## Intermediate Algebra (12th Edition)

$\text{a) Slope-Intercept Form: } y=14 \\\\\text{b) Standard Form: } y=14$
$\bf{\text{Solution Outline:}}$ To find the equation of the line with the given characeristics: \begin{array}{l}\require{cancel} \text{through } (-3,14) \\ \text{horizontal} ,\end{array} use the Point-Slope Form of linear equations.

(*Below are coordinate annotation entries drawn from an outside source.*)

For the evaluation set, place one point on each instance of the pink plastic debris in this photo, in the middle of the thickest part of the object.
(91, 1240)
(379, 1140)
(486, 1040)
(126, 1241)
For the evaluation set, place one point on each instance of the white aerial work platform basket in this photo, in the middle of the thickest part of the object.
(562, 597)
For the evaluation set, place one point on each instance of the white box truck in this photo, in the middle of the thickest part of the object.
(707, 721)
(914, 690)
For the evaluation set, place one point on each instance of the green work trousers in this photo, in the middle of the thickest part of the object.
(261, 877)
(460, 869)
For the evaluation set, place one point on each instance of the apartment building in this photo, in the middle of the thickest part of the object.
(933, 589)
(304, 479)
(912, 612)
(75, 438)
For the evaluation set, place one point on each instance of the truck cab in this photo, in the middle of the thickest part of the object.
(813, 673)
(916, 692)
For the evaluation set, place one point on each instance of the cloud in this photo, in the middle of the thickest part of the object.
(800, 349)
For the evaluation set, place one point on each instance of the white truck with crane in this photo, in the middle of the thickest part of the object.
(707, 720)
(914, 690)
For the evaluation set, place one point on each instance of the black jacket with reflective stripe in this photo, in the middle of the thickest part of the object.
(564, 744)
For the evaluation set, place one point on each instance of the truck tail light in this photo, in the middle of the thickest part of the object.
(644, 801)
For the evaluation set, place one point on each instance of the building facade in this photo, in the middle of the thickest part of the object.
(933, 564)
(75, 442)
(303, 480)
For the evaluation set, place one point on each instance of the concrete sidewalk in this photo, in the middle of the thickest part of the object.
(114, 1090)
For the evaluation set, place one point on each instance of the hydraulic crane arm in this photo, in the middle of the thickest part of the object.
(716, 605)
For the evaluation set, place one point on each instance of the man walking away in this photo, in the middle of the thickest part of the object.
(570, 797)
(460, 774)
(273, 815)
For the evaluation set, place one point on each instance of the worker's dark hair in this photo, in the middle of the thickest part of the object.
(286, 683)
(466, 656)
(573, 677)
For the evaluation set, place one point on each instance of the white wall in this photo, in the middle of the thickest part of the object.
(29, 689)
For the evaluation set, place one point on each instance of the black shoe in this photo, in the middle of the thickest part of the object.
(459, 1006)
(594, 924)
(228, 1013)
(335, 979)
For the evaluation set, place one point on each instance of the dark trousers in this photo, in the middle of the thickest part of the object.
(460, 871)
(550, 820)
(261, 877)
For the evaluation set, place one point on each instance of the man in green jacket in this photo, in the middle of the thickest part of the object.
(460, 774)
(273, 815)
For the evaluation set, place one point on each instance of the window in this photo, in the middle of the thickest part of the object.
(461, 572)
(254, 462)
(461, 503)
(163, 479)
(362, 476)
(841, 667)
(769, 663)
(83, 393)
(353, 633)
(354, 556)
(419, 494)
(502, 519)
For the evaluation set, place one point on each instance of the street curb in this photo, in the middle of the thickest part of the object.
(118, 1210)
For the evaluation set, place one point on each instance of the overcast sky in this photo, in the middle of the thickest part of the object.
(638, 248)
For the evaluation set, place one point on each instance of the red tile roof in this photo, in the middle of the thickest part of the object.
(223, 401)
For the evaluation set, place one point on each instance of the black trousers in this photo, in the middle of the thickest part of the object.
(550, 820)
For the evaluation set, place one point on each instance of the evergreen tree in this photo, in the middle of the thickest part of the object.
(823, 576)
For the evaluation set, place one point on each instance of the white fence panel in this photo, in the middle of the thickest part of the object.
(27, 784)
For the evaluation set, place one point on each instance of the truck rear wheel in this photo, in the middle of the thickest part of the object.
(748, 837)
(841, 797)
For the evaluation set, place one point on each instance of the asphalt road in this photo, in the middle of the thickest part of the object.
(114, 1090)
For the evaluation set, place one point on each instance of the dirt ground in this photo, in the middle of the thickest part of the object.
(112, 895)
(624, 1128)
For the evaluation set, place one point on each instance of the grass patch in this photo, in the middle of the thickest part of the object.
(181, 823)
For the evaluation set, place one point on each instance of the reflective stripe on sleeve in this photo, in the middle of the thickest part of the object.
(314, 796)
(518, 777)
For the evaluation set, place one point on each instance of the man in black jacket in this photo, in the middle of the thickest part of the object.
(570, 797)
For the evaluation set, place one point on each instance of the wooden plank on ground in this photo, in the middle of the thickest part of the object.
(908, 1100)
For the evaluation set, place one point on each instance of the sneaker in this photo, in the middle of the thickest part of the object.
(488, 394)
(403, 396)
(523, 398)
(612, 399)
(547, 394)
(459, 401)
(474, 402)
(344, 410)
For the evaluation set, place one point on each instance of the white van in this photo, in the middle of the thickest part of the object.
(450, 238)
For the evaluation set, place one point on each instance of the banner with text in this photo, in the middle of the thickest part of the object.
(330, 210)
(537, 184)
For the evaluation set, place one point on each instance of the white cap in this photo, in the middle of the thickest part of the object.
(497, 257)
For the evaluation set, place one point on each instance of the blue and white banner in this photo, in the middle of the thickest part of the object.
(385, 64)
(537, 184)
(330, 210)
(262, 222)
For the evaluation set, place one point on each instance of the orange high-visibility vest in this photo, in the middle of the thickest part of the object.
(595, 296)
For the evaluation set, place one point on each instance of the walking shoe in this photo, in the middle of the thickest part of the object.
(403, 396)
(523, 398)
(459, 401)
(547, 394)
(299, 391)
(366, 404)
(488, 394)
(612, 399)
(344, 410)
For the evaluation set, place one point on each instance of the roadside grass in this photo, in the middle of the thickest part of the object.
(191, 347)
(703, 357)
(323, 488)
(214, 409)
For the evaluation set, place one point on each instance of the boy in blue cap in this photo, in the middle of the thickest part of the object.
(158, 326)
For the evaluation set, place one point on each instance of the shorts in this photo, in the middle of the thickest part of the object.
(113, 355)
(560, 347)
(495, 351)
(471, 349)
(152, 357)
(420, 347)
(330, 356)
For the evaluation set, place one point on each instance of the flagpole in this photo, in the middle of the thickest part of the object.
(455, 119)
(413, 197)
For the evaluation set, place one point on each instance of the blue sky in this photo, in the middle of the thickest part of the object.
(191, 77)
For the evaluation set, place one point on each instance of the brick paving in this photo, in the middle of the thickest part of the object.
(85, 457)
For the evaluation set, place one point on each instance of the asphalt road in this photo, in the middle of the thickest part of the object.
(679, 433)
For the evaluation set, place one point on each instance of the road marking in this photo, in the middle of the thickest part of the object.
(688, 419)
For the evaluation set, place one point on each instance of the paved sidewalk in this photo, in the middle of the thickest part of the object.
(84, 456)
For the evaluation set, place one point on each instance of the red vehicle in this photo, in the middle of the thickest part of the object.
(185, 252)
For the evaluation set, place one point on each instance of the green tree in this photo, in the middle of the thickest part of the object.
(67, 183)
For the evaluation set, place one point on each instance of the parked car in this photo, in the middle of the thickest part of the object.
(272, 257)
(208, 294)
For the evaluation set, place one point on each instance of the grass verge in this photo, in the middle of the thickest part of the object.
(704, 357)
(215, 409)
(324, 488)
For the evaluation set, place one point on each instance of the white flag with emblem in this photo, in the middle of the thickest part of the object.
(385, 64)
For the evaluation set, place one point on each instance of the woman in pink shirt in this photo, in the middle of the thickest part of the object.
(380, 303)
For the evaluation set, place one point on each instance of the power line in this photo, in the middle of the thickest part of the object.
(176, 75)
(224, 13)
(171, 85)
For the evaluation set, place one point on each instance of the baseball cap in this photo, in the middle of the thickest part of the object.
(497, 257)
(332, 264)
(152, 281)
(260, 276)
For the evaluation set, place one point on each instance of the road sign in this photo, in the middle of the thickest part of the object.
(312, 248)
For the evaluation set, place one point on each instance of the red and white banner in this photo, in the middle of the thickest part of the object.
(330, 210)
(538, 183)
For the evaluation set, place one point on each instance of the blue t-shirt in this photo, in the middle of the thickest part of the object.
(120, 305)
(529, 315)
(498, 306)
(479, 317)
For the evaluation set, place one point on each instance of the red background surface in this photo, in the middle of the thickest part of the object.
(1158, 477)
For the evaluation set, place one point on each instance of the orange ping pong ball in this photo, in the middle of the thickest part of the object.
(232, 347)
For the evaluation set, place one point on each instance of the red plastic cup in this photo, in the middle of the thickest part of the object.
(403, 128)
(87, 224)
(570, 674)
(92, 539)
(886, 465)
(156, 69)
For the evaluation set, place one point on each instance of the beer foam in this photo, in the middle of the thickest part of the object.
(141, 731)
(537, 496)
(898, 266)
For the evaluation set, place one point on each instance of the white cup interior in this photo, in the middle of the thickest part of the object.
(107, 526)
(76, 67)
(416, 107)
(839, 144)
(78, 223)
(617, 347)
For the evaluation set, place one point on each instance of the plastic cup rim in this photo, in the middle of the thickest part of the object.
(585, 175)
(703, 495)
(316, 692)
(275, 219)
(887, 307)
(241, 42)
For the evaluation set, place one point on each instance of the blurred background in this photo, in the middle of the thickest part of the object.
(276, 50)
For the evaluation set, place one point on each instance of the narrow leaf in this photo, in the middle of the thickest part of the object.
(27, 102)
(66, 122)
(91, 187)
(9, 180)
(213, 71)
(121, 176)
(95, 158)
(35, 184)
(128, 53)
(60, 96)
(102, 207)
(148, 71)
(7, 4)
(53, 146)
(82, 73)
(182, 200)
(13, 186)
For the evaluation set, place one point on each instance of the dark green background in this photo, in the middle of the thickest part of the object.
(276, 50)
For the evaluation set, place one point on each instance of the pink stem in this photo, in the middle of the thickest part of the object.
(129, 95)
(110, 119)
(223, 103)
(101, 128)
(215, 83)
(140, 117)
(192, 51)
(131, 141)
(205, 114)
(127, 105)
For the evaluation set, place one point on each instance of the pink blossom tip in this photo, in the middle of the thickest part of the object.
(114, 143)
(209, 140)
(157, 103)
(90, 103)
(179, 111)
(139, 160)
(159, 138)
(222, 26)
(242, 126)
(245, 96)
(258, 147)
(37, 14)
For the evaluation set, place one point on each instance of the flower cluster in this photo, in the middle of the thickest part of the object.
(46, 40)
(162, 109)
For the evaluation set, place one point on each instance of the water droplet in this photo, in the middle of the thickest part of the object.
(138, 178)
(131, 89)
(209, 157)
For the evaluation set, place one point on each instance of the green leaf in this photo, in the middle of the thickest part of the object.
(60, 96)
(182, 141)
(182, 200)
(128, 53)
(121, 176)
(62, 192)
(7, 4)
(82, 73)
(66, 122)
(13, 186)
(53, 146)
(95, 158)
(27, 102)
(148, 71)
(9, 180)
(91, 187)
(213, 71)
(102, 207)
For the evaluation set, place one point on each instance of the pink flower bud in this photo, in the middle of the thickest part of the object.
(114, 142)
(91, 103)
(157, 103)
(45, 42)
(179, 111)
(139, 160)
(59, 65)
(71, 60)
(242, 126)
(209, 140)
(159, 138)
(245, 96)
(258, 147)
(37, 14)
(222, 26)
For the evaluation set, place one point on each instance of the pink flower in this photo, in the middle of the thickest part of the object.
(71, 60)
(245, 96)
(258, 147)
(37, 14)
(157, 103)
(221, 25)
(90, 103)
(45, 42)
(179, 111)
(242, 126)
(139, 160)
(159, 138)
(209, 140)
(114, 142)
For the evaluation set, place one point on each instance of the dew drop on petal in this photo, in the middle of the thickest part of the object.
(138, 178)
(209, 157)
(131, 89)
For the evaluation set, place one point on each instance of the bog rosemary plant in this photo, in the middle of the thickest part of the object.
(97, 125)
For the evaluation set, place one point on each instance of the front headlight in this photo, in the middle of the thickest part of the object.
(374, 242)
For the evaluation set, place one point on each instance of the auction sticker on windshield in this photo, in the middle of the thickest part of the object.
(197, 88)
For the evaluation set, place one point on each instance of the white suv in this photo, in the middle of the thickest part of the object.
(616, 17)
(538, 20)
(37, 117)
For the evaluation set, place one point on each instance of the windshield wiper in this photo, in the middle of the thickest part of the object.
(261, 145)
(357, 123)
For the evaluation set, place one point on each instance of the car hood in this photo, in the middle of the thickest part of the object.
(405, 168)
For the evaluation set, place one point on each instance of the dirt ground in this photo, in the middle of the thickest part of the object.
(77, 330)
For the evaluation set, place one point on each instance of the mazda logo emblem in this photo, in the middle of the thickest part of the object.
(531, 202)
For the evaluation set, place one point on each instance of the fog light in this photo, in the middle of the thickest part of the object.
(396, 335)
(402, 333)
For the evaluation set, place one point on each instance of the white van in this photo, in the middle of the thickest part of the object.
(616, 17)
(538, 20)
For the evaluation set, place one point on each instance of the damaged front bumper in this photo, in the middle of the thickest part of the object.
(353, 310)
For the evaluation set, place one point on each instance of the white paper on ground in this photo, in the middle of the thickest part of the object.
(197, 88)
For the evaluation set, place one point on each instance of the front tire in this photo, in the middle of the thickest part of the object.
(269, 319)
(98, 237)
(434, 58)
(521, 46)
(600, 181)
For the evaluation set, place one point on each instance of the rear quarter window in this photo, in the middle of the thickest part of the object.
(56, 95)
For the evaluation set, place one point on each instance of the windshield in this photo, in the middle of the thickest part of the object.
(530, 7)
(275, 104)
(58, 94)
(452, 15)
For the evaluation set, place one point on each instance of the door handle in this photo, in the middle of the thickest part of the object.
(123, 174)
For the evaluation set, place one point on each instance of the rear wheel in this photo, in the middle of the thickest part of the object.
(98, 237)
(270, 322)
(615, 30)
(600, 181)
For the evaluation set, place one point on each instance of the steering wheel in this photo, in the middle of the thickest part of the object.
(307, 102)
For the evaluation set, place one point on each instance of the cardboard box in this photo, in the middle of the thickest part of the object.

Express the answer in Slope-Intercept Form and in the Standard Form. $\bf{\text{Solution Details:}}$ Horizontal lines have a slope of $0$. Using $y-y_1=m(x-x_1)$ or the Point-Slope Form of linear equations, the equation of the line with the given conditions, \begin{array}{l}\require{cancel} y_1=14 ,\\x_1=-3 ,\\m=0 ,\end{array} is \begin{array}{l}\require{cancel} y-y_1=m(x-x_1) \\\\ y-14=0(x-(-3)) \\\\ y-14=0 .\end{array} In the form $y=mx+b$ or the Slope-Intercept Form, the equation above is equivalent to \begin{array}{l}\require{cancel} y-14=0 \\\\ y-14=0x \\\\ y=0x+14 \\\\ y=14 .\end{array} In the form $ax+by=c$ or the Standard Form, the equation above is equivalent to \begin{array}{l}\require{cancel} y=14 .\end{array} Hence, the equation of the line is \begin{array}{l}\require{cancel} \text{a) Slope-Intercept Form: } y=14 \\\\\text{b) Standard Form: } y=14 .\end{array}